La nouvelle assemblée était composée de diverses classes d’hommes. On
y comptait des partisans éclairés de la première révolution,
Ramond, Girardin, Vaublanc, Dumas, et autres, qui se nommèrent les
constitutionnels, et occupèrent le côté droit, où ne se trouvait plus
un seul des anciens privilégiés. Ainsi, par la marche naturelle et
progressive de la révolution, le côté gauche de la première
assemblée devait devenir le côté droit de la seconde. Après les
constitutionnels, on y trouvait beaucoup d’hommes distingués, dont la
révolution avait enflammé la tête et exagéré les désirs. Témoins des
travaux de la constituante, et impatiens comme ceux qui regardent
faire, ils avaient trouvé qu’on n’avait pas encore assez fait; ils
n’osaient pas s’avouer républicains, parce que, de toutes parts, on
se recommandait d’être fidèle à la constitution; mais l’essai de
république qu’on avait fait pendant le voyage de Louis XVI, les
intentions suspectes de la cour, ramenaient sans cesse leurs esprits
à cette idée; et l’état d’hostilité continuelle dans lequel ils se
trouvaient vis-à-vis du gouvernement, devait les y attacher chaque
jour davantage.

Dans cette nouvelle génération de talens, on remarquait principalement
les députés de la Gironde, d’où le parti entier, quoique formé par
des hommes de tous les départemens, se nomma Girondin. Condorcet,
écrivain connu par une grande étendue d’idées, par une extrême
rigueur d’esprit et de caractère, en était l’écrivain; et Vergniaud,
improvisateur pur et entraînant, en était l’orateur.
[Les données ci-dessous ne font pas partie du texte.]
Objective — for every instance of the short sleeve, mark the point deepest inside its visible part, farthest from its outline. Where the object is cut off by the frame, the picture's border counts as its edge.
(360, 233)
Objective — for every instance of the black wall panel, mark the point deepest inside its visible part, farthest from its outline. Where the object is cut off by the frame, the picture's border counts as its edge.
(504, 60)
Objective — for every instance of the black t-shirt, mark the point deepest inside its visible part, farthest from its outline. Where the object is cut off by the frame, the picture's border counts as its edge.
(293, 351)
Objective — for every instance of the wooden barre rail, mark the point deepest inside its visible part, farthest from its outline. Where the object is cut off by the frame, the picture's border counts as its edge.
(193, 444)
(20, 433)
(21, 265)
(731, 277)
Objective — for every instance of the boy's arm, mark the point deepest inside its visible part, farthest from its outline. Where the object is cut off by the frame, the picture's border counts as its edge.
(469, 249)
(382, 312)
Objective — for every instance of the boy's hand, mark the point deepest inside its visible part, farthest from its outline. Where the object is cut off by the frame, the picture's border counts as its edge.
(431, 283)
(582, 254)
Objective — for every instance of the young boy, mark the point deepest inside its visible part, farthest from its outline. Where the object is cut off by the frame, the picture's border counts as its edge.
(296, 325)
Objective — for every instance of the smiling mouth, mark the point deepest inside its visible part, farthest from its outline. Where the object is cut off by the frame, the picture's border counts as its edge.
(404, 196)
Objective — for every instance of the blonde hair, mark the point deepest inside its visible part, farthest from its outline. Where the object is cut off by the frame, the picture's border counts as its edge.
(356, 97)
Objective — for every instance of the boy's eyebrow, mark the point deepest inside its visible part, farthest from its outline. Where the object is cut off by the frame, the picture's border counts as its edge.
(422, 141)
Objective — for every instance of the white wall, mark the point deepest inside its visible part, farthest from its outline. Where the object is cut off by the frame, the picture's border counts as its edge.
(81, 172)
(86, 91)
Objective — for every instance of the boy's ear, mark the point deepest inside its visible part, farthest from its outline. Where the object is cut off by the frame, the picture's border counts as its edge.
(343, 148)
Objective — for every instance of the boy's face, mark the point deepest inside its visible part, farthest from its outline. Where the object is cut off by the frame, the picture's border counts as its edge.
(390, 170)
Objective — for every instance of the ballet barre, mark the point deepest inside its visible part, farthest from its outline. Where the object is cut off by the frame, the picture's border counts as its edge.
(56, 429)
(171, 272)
Ce parti, grossi
sans cesse de tout ce qui désespérait de la cour, ne voulait pas
la république qui lui échut en 1793; il la rêvait avec tous ses
prestiges, avec ses vertus et ses moeurs sévères. L’enthousiasme et la
véhémence devaient être ses principaux caractères.

Il devait aussi avoir ses extrêmes: c’étaient Bazire, Chabot, Merlin
de Thionville et autres; inférieurs par le talent, ils surpassaient
les autres Girondins par l’audace; ils devinrent le parti de la
Montagne, lorsque après le renversement du trône ils se séparèrent de
la Gironde. Cette seconde assemblée avait enfin, comme la première,
une masse moyenne, qui, sans engagement pris, votait tantôt avec les
uns, tantôt avec les autres. Sous la constituante, lorsqu’une liberté
réelle régnait encore, cette masse était restée indépendante; mais
comme elle ne l’était point par énergie, mais par indifférence, dans
les assemblées postérieures où régna la violence, elle devint lâche et
méprisable, et reçut le nom trivial et honteux de ventre.

Les clubs acquirent à cette époque une plus grande importance.